After this long period of growth, Parris Island was officially designated as a Marine Corps Recruit Depot and training station on November 1, 1915, and from that point on, thousands of new recruits would begin their careers and their service to the country at the station. At the time the Depot was established, a ferry would provide transportation for these new Marines, depositing them on the shores of the island, far away from the rest of the world, but in 1929, a causeway was built over Archer's Creek, allowing vehicular access from that point on. (A larger causeway, the General E. A. Pollock Memorial Causeway, would be built decades later in 1984.)
After the World War II bombing of Pearl Harbor, more than 5,000 recruits reported to the station to serve their country, which required the hastily constructed addition of 5th, 6th, 7th and 8th Recruit Training Battalions. During World War II, in fact, the base surged and trained over 204,000 new recruits who were eager to fight in the war.
After the war ended, the Marines activated a separate "command," or station, for the sole purpose of training female recruits who were suddenly becoming more prevalent in the military.
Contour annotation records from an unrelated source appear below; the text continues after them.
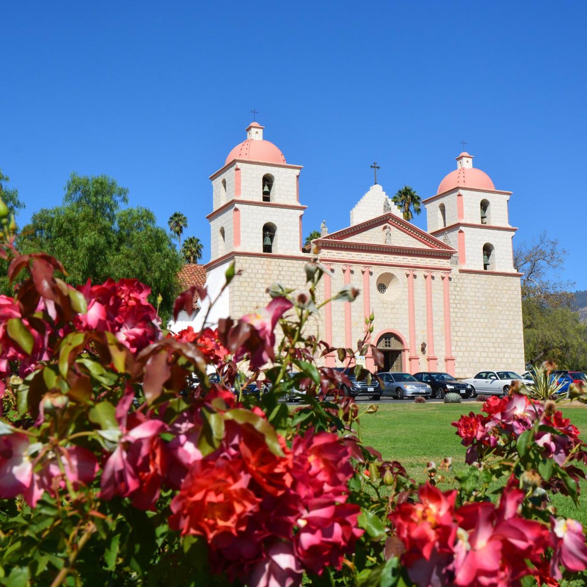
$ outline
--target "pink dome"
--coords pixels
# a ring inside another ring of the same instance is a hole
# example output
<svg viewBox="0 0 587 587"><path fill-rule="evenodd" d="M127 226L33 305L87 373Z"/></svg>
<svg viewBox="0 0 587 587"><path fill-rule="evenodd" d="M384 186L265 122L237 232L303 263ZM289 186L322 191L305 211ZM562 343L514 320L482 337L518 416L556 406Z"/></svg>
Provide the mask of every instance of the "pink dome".
<svg viewBox="0 0 587 587"><path fill-rule="evenodd" d="M451 171L440 182L437 193L442 194L456 187L475 187L478 190L495 189L489 176L485 171L475 167L461 167Z"/></svg>
<svg viewBox="0 0 587 587"><path fill-rule="evenodd" d="M228 153L224 164L228 165L233 159L247 159L264 163L285 163L284 154L272 143L252 139L247 139L246 141L237 145Z"/></svg>

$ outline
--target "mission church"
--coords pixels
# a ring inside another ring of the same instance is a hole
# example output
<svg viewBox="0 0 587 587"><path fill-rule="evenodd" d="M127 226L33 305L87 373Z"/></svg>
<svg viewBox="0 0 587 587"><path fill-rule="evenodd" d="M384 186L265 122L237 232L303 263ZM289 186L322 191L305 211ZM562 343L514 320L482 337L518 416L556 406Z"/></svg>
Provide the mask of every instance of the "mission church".
<svg viewBox="0 0 587 587"><path fill-rule="evenodd" d="M251 123L246 139L210 176L211 259L205 269L211 299L231 263L242 273L210 309L208 325L266 305L274 282L305 288L310 255L302 241L307 207L302 166L288 163L264 130ZM376 183L350 211L348 227L329 233L322 223L313 241L327 269L319 298L349 284L360 295L353 303L335 301L321 309L316 325L321 339L356 348L372 312L370 342L383 352L384 370L446 371L457 377L487 368L523 370L521 274L512 244L517 229L508 215L511 192L496 190L473 167L472 155L461 153L456 161L437 193L423 200L427 231L404 220ZM174 329L201 328L209 302L200 303L193 321L180 316ZM365 361L374 369L370 353ZM335 355L325 363L339 364Z"/></svg>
Added in February in 1949, the command soon became the 4th Recruit Training Battalion, the only all-female unit in the Department of Defense, and the station has since become the sole training station for all new female Marines.
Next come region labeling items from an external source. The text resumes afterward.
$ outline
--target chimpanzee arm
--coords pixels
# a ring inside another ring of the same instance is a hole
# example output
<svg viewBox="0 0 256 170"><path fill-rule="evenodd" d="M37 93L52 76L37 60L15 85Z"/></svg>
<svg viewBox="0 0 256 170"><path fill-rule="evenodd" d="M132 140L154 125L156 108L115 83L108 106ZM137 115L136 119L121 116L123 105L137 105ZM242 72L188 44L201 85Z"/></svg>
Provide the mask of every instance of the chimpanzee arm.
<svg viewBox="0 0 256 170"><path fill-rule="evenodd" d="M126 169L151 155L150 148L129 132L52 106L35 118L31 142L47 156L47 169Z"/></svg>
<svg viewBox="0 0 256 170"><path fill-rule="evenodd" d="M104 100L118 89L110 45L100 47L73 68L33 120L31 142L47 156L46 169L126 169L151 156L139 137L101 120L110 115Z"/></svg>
Today, the Parris Island Marine Corps Base trains an estimated 17,000 new military personnel every year, in an intensive 13-week course where marines are cut off from the rest of the world, and are drilled in the sometimes humid and unforgiving marshy, Lowcountry environment. This far-reaching reputation as the gateway for marines has earned Parris Island an infamous reputation than spans the media and arts community, and the island is mentioned or featured in a number of classic songs, television series, and even movies. Simon and Garfunkel and Billy Joel both reference the station is their songs "Wednesday Morning, 3 A.M." and "Goodnight Saigon," respectively, and the station was prominently featured, (and not in a flattering light), in the Stanley Kubrick classic, Full Metal Jacket.
Despite its varied reputation, however, the Parris Island Marine Corps Base has successfully trained thousands of marines in its surprisingly long history, who have gone on to serve in every major military conflict of the 20th century. It's estimated than approximately 41,000 World War I veterans, 204,000 World War I veterans, 135,000 Korean War, and 250,000 Vietnam War veterans all got their start at tiny Parris Island.
Visitors heading to the Marine base for a loved one's graduation, or just to tour the terrain, will need to have a valid driver's license, proof of auto insurance, and a valid registration to access the site. A Visitor's Center is located close to the entrance to guide newcomers on their way to various portions of the station, and Parris Island Marine Corps Base is estimated to be the most visited US military station in the world, with more than 120,000 civilians coming to the station every year.
Most coastal visitors will have no need to tour or visit the expansive Parris Island Marine Corps Base, but the station still remains as one of the most prestigious, and most recognized, stations in the country. Despite its locale on a small section of South Carolina's Sea Islands, the MCRD PI has nevertheless had an incalculable effect on American history, serving as the training grounds for hundreds of thousands of new marines throughout the decades. A point of American pride, and a sometimes infamous Lowcountry destination, Parris Island adds an element of both notoriety and national importance to the otherwise laid-back and leisurely coastal South Carolina.